What is crucial is that we
think of OpenOffice.org not as another consumer commodity but as a continuing
project. A commodity has a way of stopping history and future; shrinkwrapped,
it encloses its own present. A continuing project, however, allows for change,
evolution. I find the project far more important than the product, as such. The
product may not exist ten years from now but I expect the project will—and
it will be larger.
Coda: In
Canada
I came to Canada with high
hopes. I came from Bush's United States Arnold "The Governator"

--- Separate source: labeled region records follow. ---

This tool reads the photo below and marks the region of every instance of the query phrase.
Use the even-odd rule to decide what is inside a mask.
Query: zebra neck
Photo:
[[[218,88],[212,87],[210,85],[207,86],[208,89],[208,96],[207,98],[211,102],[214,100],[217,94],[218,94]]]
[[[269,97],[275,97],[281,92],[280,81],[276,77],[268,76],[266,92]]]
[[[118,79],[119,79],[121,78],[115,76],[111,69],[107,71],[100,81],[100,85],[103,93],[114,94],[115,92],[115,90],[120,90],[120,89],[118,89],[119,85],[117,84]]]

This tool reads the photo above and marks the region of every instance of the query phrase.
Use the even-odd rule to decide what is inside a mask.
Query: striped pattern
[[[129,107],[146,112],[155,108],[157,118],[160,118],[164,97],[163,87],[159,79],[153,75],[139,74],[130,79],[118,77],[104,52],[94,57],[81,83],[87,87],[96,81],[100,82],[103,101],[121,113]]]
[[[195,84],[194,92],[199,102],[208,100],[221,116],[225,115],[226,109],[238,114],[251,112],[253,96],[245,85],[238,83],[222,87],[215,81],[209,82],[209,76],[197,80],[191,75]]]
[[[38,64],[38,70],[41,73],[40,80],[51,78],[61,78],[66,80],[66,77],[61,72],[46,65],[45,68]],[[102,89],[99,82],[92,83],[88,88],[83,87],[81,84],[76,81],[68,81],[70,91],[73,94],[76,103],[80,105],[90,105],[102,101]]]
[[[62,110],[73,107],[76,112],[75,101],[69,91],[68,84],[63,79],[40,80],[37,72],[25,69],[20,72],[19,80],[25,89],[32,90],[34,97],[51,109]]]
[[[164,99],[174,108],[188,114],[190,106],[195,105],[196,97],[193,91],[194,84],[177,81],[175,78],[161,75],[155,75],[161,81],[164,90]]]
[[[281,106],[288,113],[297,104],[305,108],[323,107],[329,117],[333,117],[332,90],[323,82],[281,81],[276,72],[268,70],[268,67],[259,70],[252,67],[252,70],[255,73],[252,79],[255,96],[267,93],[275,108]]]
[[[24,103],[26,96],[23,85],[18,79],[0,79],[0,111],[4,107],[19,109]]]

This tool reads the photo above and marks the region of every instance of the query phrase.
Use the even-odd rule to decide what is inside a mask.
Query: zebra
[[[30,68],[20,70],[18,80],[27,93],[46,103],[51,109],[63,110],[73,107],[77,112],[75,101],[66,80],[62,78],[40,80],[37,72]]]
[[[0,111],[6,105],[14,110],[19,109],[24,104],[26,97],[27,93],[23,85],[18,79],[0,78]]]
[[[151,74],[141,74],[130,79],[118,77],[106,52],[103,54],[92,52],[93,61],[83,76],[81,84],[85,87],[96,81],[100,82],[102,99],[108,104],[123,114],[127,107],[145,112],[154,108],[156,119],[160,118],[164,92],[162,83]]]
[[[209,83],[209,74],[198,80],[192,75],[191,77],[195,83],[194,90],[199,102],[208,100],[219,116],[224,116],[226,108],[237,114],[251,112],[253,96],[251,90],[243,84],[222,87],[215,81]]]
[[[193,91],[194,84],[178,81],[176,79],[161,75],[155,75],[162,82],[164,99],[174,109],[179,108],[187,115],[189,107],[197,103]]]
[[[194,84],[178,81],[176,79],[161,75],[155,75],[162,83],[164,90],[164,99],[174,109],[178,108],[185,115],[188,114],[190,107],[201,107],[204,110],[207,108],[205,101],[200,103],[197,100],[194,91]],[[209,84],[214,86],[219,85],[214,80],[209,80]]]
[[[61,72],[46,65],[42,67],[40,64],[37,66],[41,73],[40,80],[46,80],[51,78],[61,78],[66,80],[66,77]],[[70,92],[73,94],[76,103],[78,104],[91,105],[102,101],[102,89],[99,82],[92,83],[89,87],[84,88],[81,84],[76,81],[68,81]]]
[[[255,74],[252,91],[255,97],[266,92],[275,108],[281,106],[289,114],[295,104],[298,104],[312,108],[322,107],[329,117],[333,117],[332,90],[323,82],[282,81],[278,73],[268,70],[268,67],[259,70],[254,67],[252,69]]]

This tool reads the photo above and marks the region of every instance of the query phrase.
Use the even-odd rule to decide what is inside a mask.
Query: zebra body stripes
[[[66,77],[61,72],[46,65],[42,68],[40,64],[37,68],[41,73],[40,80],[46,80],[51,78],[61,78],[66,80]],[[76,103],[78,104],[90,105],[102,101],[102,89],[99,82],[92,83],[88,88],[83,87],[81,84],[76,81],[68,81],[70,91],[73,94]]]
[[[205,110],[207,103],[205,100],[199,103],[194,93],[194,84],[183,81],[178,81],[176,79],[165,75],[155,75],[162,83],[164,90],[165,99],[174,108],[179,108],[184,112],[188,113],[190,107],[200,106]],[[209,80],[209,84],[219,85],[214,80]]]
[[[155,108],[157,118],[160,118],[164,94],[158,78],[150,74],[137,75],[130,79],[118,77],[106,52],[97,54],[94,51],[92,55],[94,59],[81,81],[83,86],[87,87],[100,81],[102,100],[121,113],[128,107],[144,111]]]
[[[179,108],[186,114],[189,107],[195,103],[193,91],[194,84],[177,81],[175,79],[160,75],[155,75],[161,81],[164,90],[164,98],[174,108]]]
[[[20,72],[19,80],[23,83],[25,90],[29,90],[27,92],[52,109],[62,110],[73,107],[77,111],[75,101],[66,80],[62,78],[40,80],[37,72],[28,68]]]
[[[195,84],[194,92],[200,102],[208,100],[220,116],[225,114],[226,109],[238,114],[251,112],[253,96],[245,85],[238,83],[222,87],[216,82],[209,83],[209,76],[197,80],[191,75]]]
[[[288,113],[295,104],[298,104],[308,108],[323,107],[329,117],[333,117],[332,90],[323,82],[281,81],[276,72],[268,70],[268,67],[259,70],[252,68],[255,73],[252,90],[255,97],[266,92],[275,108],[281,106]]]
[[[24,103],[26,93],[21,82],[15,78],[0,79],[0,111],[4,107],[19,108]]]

Schwarzenegger's California, and more generally from a nation so sold on the
idea that government has no responsibility to its people that war seems the best
solution to just about everything. And I thought that Paul Martin's more
socially responsible government would be more responsive to open source; or that
Dalton's leadership would manifest in an understanding of the advantages of
FOSS.
I was naïve. And also
ignorant. Canada is like many other nations in this regard. There is of course
real and substantial work being done here—by CLUE, but the Canadian
OpenOffice.ca, by others—and there are substantial efforts in getting the
provincial and federal governments to use not just Linux but OpenOffice.org and
other open-source applications.
But
so much more could be done. We need to organize and coordinate with vendors
distributing open-source and open-standard applications and with groups involved
in the movement. We need to contact our representatives and make open access to
government documents, to national archives, to the nation's intellectual
property by all a national right, a given of Canadian residency. This is a
political issue not just a technical problem. And it must be regarded by the
politicians dependent on our votes as
political.
Every country I've visited,
every country I know about, even those like Venezuela, are deep in sink of
proprietary software and dependent on proprietary formats and relations;
regional alternatives and existing
open
standards are shut out. These countries are
only now coming to understand the implications of using proprietary formats and
only now are realizing that there is choice in the tools of production they have
come to use.
But now that nations like
France, Denmark, Belgium and so on are seriously debating ODF—which allows
for proprietary implementations, after all—there is little reason for a
nation like Canada, with its diverse and multilingual populace to shift to tools
that allow its provincial and federal governments to produce and exchange
documents its people can read and, when needed, edit, without having to buy
inadequate proprietary
applications.
Inadequate? Yes; for
unlike proprietary applications, OpenOffice.org can be easily translated to
North America's indigenous languages; in fact, I've sought to initiate such work
already. And unlike proprietary applications, OpenOffice.org is free—it
costs nothing. First Nations people, as well as the French and English speakers
and as well as all speakers of the dozens of languages one hears spoken just in
Toronto, can use a single application for free without fear of being called a
thief or worse, losing their language to an application's.
I call then upon Canada's
governments—city, provincial, federal--to answer a challenge: To give her
people an ambition that shape the world and make it better; not by erecting a
bigger phallic symbol yet—we've got the Toronto CN tower—but that
will chart the path for participatory democracies throughout the world. I call
upon the government to move to the OpenDocument format; to move to
OpenOffice.org; to move to technology that declares for freedom, for diversity,
for community engagement, and for social responsibility.